Isto Sucedeu Assim
António Botto
Colecção “A Novela” nº 2005
Editora Argo, Lisboa, Abril de 1940
Doía-me a garganta de tanto fumar.
Cigarros sobre cigarros. Um arrepio de frio fêz---me levantar a gola do meu
velho sobretudo. Houve uma aberta… Saí. Os meus vinte e oito anos e a minha
virilidade de homem que punha no amor todo o lume de uma vida que sente a
sensualidade, eram, agora, um desalento à mercê de qualquer coisa…
Uma guitarra tocava. Fui ao encontro do
som. Entrei. Café de operários. Ao fundo, um tipo de «chauffeur». Arrancava da
guitarra lentas revoltas de fado. Sentei-me; pedi um copo de vinho.
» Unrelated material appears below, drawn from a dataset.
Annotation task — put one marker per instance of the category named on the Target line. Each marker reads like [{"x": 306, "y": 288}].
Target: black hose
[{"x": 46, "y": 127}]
A guitarra dominava. Chorosa, quási em
surdina, ia atrás do cantador; e a cantiga tinha cunho, certo recorte fatal em
versos de amargo travo:
A mulher que vai ao clube
Passa por ser desonesta
Até lhe chamam perdida;
Só se vê nela o desejo
Decadente de viver
O fundo inútil da vida.
Ninguém procura ver nela
Mais que a mentira de um beijo
À margem de outra mentira;
Um cigarro que se fuma,
Ou palavra que se perde
Na voz de alguém que delira...
Se os olhos enche de pranto,
E com ele os olhos lava
- Reflexo de uma agonia, -
Quantos não dizem: - Fiteira,
Quer comprar alguma jóia
E o ourives não lha fia.
E a mulher por mais rameira
Não tem somente por norte
Atraiçoar ou mentir:
Nela, há tesoiros de amor
Que valem mais que a fortuna
Maior que possa existir!
Porque nós é que a levamos
Ao pecado que deprime
E ao bordel da perdição;
Triste odisseia da carne
Que se canta e se amortalha
Nos versos de uma canção!
Mas, como a verdade é uma,
Embora digam que há muitas,
E cada qual tem a sua,
Na mulher não queiram vê-la
Simplesmente quando beija
E apenas quando está nua.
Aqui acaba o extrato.